Wer Carsten Mohr nicht näher kannte, hielt ihn für einen der Stillen im Lande. Der äußere Anschein trog. Carsten Mohr war stets ein Mann von Prinzipien, Entschlossenheit und Tatkraft. Er bewies dies bereits im Alter von 19 Jahren als Student, als er 1972 sein Jurastudium an der Freien Universität Berlin aufnehmen wollte. Seine Empörung über die Berliner Mauer veranlasste ihn, in einer Fluchthelfer-Organisation mitzuwirken. Am 12.05.1962 begab er sich - für einen Westdeutschen damals noch unproblematisch möglich - nach Ostberlin, um als Bote die Verabredung eines Tunnelbaus zu vermitteln; auch sollte das mysteriöse Verschwinden eines Fluchthelfers im Ostteil der Stadt geklärt werden. In Ostberlin angekommen wurde er, da das MfS einen Spitzel eingeschleust hatte, noch am selben Tage verhaftet. Nach menschenrechtswidriger Untersuchungshaft mit Tag-und-Nacht-Verhören wurde er in einem - dem seinerzeit ersten - Schauprozess vor dem Obersten Gericht der DDR vom Generalstaatsanwalt mit sich überschlagender Stimme als "Mörder" inkriminiert. Vorwand hierfür war, dass in anderer Sache, mit der der Student Mohr, wie auch den Ostberliner Behörden bekannt war, nicht das allergeringste zu tun hatte, ein Grenzposten von einem Fluchthelfer erschossen worden war. Für Carsten Mohr bedurfte es wenig Phantasie sich auszumalen, welche Strafe ihm nunmehr drohte.
Dass er am 04.07.1962 „nur" wegen „staatsgefährdender Gewaltakte" und „Verleitung zum Verlassen der Deutschen Demokratischen Republik" zu 7 Jahren Zuchthaus verurteilt wurde, war so gesehen noch ein relatives Glück. Rechtsmittel gab es unter DDR-Bedingungen selbstverständlich nicht. Anschließend verbrachte Carsten Mohr Strafhaft unter MfS-Aufsicht im Hochsicherheitstrakt der für ihre besonders drückenden Haftbedingungen berüchtigten Anstalt Bautzen II.

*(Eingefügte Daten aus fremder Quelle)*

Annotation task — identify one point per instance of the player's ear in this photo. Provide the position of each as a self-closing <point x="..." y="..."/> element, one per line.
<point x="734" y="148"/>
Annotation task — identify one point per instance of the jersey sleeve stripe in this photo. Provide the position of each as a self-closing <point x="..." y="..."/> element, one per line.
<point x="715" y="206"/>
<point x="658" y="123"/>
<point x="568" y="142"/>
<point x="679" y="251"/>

Er hatte wieder „Glück", dass er nach etwas mehr als zweijähriger Haft von der Bundesregierung freigekauft werden konnte. Am 30.07.1964 kehrte er nach Westberlin zurück. Durch Karl Wilhelm Frick in dem von ihm u.a. herausgegebenen Sammelband „Opposition und Widerstand in der DDR", München 2002, hat das Wirken Carsten Mohrs historische Darstellung erfahren.
Im Januar 1975 trat Dr. Mohr als Richter in den Justizdienst ein. Aufgrund eigenen Erlebens war ihm in besonderer Weise bewusst, was Leiden in der Haft tatsächlich bedeutet. Vielleicht auch deswegen war sein Urteil - auch in Staatsschutzsachen - stets abgewogen. In der Kollegenschaft genoss er Vertrauen; bis zuletzt wurde er immer wieder zum Mitglied des Präsidialrats der Hamburger Gerichte gewählt. Er wird der Justiz fehlen.